De vrouw heeft in haar verweerschrift in eerste aanleg ook erkend dat mr. Kuijken zich heeft vergist maar stelt dat wel bewust is afgeweken van de wettelijke maatstaven. Het hof is echter van oordeel dat uit niets is gebleken dat partijen op de hoogte waren van de alimentatienormen en dat zij bewust van de wettelijke maatstaven zijn afgeweken. Binnen het aldus geschetste kader is de draagkracht van de man verdeeld en zijn er afspraken gemaakt, echter gebaseerd op onjuiste gegevens.
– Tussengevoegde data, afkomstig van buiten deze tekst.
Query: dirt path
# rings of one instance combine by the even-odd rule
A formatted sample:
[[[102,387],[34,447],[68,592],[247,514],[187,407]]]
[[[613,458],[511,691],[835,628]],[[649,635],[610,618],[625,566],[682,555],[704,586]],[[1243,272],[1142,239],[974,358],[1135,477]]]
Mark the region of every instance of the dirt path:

De ruimte is zelf geoptimaliseerd door partijen maar het was niet de bewuste bedoeling van de man om door die optimalisatie meer te gaan betalen dan waar hij toe volgens de berekening gehouden was. Daarmee staat vast dat bij de totstandkoming van het convenant sprake is geweest van een grove miskenning van de wettelijke maatstaven waardoor sprake is van een wanverhouding.
5.4
De man heeft verzocht om herberekening van de partneralimentatie per 1 juli 2019, de ingangsdatum van de betalingsverplichting uit het convenant. De vrouw heeft in de procedure bij de rechtbank subsidiair betoogd dat herberekening op zijn vroegst kan per 14 november 2022, de datum waarop de man zijn verzoekschrift tot wijziging heeft ingediend. Het hof zal met ingang van 9 april 2020 opnieuw de draagkracht van de man vaststellen. In zijn eindbeschikking zal het hof vervolgens beslissen welke ingangsdatum zal hebben te gelden voor een eventueel gewijzigde onderhoudsverplichting.
5.5
In overeenstemming met wat partijen op de mondelinge behandeling is besproken zal het hof de vrouw in de gelegenheid stellen om met inachtneming van de beginselen van een goede procesorde op de laatste stukken en stellingen van de man (6 maart 2024 en 11 maart 2024) te reageren. Het hof zal daartoe een nieuwe mondelinge behandeling plannen waarbij partijen 14 dagen voor de zitting slechts nog stukken in het geding mogen brengen die niet redelijkerwijs voor de mondelinge behandeling van 21 maart 2024 in het geding konden worden gebracht, vergezeld van draagkrachtberekeningen van de man.
5.6
Iedere verdere beslissing wordt aangehouden.

6.De beslissing

Het hof, beschikkende in hoger beroep:
bepaalt dat het, bij de echtscheidingsbeschikking van 20 december 2019 behorende, echtscheidingsconvenant is aangegaan met grove miskenning van de wettelijke maatstaven, zodat de in het convenant overeengekomen bijdrage in de kosten van het levensonderhoud van de vrouw op grond van artikel 1: 401 lid 5 BW gewijzigd kan worden;
en
alvorens verder te beslissen:
bepaalt dat de behandeling van de zaak zal worden voortgezet op een nader te bepalen datum, waarvoor partijen zullen worden opgeroepen;
bepaalt dat partijen 14 dagen voor de nader te bepalen zitting slechts nog stukken in het geding mogen brengen die niet redelijkerwijs voor de mondelinge behandeling van 21 maart 2024 in het geding konden worden gebracht;
houdt iedere verdere beslissing aan.
Deze beschikking is gegeven door mrs. J.U.M. van der Werff, R. Feunekes en H. Phaff, bijgestaan door F.E. Knoppert als griffier, en is op 28 mei 2024 uitgesproken in het openbaar in tegenwoordigheid van de griffier.